He is awesome, every day is the best day in the world for him. He's great to
have around during the day and taking him for a walk and playing with him are
the highlights of our day. He makes us laugh, he gives us something else to
focus on apart from work and best of all he is free entertainment (if you
exclude pet insurance, food and toys).

When you buy a puppy you are buying the potential of what that dog could be,
it is down to you to train and instil the correct behaviours in him. I think
dog training (done correctly, clicker training with treats and positive
renforcement) aligns very well with a technical/science mindset as I have
found it really fun trying to debug why my dog does X when he should do Y and
how to modify that in some way.

If you can, adopt a dog though. It's rubbish that old dogs can't learn new
tricks and so many dogs need new homes and more often than not, even with the
most disobedient dog you can still skip the house training bit as that tends
to be sorted unless they have had a horrific start in life.

------
adrianhoward
Just a generic #meto on this. We've got a couple of dogs (in fact - three ATM
since we're caring for my partner's parents dog too currently).

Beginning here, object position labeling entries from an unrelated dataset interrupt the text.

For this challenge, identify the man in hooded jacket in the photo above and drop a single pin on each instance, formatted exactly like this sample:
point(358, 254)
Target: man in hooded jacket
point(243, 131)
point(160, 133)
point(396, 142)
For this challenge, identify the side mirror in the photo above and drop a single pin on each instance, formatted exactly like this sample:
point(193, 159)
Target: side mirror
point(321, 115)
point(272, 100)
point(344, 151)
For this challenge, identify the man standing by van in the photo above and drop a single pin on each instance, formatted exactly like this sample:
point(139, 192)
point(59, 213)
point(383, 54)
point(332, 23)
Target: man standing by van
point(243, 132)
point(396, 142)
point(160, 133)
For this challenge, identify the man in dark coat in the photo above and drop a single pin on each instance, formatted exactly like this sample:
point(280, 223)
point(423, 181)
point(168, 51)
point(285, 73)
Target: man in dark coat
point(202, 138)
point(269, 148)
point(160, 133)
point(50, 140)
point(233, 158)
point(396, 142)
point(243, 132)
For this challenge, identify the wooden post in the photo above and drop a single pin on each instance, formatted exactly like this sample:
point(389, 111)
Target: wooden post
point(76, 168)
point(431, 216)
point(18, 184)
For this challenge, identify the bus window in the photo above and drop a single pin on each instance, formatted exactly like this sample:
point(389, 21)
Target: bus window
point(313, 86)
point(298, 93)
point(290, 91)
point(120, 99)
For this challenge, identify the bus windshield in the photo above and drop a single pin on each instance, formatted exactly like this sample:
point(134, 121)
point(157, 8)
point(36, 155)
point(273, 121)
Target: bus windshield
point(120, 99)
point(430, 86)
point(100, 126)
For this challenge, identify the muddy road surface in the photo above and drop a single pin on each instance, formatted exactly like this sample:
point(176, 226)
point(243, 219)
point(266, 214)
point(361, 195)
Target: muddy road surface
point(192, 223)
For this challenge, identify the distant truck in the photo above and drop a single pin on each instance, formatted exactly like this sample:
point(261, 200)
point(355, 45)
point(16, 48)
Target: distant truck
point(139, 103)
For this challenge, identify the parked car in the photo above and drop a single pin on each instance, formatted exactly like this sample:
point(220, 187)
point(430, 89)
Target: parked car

Nothing unsticks the brain better than a three or four mile walk. And pooches
force you to have 'em. So you don't even have to figure out that your brain is
stuck.

I've lost count of the number of occasions that I've been going "yeah, yeah
okay - I'll take you out" frustrated that it's taking me away from work - only
to realise 10m later while outside that what I was doing was dumb and there
was a vastly better approach.

------
jmspring
I work at home a fair amount and don't have a dog, but I do have a needy cat.
He's indoor/outdoor (I have an office in my detached garage) and has the inate
ability to realize I need to step away and take a break.

When a hard problem comes up or I am super annoyed about a problem, he's there
to encourage me to play with him. Timely breaks that reset your sense of well
being can help a lot.

The one thing about dogs vs cats in the work place, many people seem more
allergic to cats than dogs (and cats generally don't travel as well).

------
ChuckMcM
My experience has been similar, having a dog gets me up on a saturday when I
might have blown it off and slept in, and forces me to take periodic breaks
which keeps the blood flowing.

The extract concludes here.